Have a look at this short video, it may help explaining a stall before break concept :
www.boldmethod.com/blog/crash-course/how...ed-va-change-weight/

Appreciate the link.

Nup, he wasn’t able to answer why it decreased with decreased weight. Out of many many pre flight questions he’s was asked this and 2 others he didn’t get exactly correct.
He never left the ground.
Examiner said he must get 100% correct answers to the pre flight part first, so failed him.

Showed my son the video, thanks for that link, it helped my explanation to him.

I’ve been flying professionally for 40 years and couldn’t believe he was failed on the ground questions.

Incredible.

Ah, the dreaded V_a. Probably the most misunderstood concept in the GA training fraternity.

I think that the testing officer was a bit hard - a reasonable fellow probably would have engaged your son in discussion to tease out what he did know, rather than presuming the hesitation was a sign of ignorance ...

The link B suggested is typical of many on the net. Tells a bit of the story, some a bit correct, much a lot wrong, while leaving out the bulk of it. If you lined up 1000 pilots, just about every one of them would parrot off the incomplete usual nonsense story one sees in many flying texts and in many on-line tales of derry-doing.

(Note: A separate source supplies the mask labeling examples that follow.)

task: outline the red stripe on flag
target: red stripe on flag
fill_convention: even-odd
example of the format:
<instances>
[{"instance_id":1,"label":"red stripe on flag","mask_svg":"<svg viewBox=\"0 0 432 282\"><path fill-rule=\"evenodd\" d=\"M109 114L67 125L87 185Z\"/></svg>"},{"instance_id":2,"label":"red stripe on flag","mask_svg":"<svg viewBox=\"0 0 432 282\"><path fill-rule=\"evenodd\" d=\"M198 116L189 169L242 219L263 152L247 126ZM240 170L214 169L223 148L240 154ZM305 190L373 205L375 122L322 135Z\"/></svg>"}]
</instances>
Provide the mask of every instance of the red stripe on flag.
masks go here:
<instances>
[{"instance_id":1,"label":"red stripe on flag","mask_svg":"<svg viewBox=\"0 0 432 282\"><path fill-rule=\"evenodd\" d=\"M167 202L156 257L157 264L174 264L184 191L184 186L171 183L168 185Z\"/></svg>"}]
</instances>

A more detailed story follows in the next couple of posts (multiple posts to keep away from length limitations).

Manoeuvring Speed Considerations – some background thoughts

Design manoeuvring speed dates back a long way and hasn’t changed to any extent over the years. OK, so the abbreviation was Vp and changed to Va, but we can live with that, I guess.

So, for instance, the requirement in CAR 3 (the regulations preceding the FARs), at 01Nov1949 was

§ 3.184 Design air speeds. The design air speeds shall be chosen by the designer except that they shall not be less than the following values: ......

Vp (design maneuvering speed) = Vs√n where: Vs =a computed stalling speed with flaps fully retracted at the design weight, normally based on the maximum airplane normal force coefficient, Cna. n= limit maneuvering load factor used in design, except that the value of Vp need not exceed the value of Vc used in design

Fast forward to the rules in FAR 23.335, at 11Mar1996,

c) Design maneuvering speed Va. For Va, the following applies:

(1) Va may not be less than Vs√n where--
(i) Vs is a computed stalling speed with flaps retracted at the design weight, normally based on the maximum airplane normal force coefficients, Cna; and
(ii) n is the limit maneuvering load factor used in design.
(2) The value of Va need not exceed the value of Vc used in design

Each looks to be pretty much the same as the other ? Keep in mind that we are talking about MTOW for Va.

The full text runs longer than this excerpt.